19. De arbeidsdeskundige heeft berekend dat eiseres op 4 februari 2021 met de middelste van de voor haar geduide functies 93,32% kan verdienen van het loon dat zij voorheen verdiende als warehouse assistent, zodat eiseres voor de overige 6,68% arbeidsongeschikt is.

De conclusie van de rechtbank

20. Omdat de mate van arbeidsongeschiktheid minder dan 35% is, heeft het UWV de aanvraag van eiseres voor een WIAuitkering terecht afgewezen.
21. Het beroep van eiseres is ongegrond. Dit betekent dat zij geen gelijk krijgt. Omdat eiseres in beroep geen gelijk krijgt, worden de door haar gemaakte proceskosten of het betaalde griffierecht niet vergoed.

Beslissing

De rechtbank verklaart het beroep ongegrond.
Deze uitspraak is gedaan op 15 december 2022 door mr. J.M.C. Schuurman-Kleijberg, rechter, in aanwezigheid van mr. S. Hoeijmans, griffier
.
griffier
rechter
De uitspraak is verzonden op
en zal binnen een week na deze datum openbaar gemaakt worden door publicatie op rechtspraak.nl.

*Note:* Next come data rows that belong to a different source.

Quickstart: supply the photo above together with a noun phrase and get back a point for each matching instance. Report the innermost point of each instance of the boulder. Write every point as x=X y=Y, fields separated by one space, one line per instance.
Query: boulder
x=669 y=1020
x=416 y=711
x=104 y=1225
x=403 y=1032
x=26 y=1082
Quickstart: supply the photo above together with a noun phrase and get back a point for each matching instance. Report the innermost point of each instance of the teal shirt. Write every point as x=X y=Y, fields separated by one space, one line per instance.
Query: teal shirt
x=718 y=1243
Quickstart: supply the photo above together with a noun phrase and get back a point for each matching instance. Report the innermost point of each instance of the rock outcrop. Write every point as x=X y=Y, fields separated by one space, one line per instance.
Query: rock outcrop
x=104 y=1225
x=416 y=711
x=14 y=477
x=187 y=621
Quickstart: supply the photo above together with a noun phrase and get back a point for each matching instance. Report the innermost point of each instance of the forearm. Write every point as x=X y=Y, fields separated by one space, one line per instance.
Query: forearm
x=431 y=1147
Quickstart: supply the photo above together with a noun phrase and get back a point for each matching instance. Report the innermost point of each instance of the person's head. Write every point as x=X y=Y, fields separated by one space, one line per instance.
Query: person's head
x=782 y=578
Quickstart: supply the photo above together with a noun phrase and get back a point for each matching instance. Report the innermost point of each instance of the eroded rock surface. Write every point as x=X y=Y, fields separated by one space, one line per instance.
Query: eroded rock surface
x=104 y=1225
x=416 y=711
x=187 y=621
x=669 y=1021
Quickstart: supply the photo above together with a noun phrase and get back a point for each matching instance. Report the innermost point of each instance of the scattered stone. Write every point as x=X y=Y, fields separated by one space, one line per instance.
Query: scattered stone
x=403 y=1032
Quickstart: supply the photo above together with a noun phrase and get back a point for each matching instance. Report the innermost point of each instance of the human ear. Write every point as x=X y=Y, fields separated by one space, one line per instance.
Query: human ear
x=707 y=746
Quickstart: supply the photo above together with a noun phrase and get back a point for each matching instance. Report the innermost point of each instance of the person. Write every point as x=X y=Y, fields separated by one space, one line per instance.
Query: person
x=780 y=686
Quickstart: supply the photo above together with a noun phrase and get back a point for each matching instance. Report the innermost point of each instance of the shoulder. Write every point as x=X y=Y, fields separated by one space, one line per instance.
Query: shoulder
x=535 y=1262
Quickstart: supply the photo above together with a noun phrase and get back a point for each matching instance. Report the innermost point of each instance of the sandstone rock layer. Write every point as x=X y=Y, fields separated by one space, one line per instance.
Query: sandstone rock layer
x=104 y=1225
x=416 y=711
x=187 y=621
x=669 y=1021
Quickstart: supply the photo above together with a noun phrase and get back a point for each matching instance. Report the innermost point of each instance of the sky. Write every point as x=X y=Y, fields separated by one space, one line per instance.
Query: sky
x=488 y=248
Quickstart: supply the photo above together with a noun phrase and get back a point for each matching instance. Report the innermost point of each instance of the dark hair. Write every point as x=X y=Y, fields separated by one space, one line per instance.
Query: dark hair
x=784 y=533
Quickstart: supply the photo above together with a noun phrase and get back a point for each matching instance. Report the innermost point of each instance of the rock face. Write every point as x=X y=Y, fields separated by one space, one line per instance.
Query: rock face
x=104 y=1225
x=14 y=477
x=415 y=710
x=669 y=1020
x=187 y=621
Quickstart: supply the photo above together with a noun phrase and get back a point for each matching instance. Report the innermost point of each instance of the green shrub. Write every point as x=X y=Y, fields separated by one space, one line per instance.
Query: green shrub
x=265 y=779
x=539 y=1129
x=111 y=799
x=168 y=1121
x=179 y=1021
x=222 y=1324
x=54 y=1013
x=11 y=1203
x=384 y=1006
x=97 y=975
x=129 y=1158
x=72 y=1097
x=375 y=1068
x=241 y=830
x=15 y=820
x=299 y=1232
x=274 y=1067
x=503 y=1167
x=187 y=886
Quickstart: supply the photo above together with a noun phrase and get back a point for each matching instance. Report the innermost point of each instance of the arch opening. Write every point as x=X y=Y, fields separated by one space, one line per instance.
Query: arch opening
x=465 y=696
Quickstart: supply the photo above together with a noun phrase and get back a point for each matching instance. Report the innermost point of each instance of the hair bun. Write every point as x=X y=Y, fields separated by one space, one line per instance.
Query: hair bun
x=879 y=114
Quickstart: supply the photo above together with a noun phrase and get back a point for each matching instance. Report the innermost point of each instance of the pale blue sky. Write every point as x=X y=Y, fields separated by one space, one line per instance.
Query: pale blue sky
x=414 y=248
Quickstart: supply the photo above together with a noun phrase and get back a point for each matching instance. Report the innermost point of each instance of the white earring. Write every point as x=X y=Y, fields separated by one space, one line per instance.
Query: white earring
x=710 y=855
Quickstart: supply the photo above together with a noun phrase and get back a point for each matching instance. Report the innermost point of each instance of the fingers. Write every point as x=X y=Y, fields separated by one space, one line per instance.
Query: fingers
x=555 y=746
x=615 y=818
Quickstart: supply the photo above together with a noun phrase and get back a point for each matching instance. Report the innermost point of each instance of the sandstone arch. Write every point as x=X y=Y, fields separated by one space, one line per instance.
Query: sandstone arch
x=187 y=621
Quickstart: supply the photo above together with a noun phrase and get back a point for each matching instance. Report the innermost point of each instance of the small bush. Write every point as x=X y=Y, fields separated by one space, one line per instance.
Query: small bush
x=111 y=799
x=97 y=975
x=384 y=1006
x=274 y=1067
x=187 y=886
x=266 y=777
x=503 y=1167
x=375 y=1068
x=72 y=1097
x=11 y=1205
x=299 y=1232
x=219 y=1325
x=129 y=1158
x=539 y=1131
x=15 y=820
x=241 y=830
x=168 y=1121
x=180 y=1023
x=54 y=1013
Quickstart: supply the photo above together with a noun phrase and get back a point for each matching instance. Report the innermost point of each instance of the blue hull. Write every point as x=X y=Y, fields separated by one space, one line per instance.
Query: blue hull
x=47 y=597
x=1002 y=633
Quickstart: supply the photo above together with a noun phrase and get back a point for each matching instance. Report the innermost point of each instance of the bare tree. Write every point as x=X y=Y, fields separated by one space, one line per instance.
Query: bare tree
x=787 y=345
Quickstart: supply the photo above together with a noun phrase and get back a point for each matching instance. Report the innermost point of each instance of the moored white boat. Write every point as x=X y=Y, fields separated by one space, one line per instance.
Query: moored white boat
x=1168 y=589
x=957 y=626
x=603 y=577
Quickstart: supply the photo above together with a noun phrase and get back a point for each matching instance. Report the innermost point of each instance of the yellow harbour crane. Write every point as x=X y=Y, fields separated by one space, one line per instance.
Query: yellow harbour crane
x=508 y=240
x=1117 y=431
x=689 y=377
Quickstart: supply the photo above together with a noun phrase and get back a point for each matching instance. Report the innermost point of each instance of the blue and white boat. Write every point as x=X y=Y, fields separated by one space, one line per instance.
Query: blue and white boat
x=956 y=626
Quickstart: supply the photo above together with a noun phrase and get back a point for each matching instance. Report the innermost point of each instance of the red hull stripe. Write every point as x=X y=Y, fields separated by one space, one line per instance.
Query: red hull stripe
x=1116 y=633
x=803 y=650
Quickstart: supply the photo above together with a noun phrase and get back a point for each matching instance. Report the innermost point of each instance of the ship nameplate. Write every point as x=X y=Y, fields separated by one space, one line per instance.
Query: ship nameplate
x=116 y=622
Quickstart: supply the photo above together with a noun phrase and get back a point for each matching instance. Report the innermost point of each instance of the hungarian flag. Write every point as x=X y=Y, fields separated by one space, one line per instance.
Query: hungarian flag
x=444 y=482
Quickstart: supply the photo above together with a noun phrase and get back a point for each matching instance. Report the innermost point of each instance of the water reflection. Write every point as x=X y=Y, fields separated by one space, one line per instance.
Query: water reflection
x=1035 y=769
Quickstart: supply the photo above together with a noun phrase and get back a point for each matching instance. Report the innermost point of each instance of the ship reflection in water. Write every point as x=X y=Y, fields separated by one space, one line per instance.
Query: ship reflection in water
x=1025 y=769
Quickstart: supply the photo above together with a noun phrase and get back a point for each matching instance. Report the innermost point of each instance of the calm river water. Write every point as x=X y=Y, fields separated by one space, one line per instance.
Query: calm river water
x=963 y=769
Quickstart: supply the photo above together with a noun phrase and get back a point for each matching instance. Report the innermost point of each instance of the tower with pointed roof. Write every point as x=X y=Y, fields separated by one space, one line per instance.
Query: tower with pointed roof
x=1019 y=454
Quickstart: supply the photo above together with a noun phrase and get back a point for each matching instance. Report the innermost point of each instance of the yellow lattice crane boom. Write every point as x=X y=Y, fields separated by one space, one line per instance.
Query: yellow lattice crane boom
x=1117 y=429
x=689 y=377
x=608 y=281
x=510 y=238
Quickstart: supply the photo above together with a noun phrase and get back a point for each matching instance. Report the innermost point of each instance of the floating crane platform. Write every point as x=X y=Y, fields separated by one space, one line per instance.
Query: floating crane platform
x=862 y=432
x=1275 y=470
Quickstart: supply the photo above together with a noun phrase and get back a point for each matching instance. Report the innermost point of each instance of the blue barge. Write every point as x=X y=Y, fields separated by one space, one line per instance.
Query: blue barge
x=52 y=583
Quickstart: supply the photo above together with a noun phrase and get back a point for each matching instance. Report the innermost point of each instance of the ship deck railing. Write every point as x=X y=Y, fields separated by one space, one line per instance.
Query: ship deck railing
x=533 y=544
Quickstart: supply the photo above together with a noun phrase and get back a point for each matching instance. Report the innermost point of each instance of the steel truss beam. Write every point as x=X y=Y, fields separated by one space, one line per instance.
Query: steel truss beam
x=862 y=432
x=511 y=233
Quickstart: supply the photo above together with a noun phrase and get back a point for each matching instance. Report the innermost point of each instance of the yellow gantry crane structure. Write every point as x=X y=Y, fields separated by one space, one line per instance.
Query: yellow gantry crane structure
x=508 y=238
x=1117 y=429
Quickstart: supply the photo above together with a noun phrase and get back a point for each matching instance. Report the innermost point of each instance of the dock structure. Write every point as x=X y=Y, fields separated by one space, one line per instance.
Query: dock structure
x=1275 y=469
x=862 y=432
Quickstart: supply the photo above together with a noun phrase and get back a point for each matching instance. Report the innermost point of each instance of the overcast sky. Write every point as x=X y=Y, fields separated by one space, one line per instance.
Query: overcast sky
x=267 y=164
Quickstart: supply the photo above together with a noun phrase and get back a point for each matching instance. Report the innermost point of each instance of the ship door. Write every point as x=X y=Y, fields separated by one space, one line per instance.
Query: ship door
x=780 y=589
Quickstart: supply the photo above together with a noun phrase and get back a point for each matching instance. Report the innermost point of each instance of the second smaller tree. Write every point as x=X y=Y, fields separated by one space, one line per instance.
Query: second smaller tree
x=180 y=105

Als u het niet eens bent met deze uitspraak

Als u het niet eens bent met deze uitspraak, kunt u een brief sturen naar de Centrale Raad van Beroep waarin u uitlegt waarom u het er niet mee eens bent. Dit heet een beroepschrift. U moet dit beroepschrift indienen binnen 6 weken na de dag waarop deze uitspraak is verzonden. U ziet deze datum hierboven.

Voetnoten

1.Het sociaal medisch oordeel van de arts is getoetst en akkoord bevonden door een verzekeringsarts bezwaar en beroep.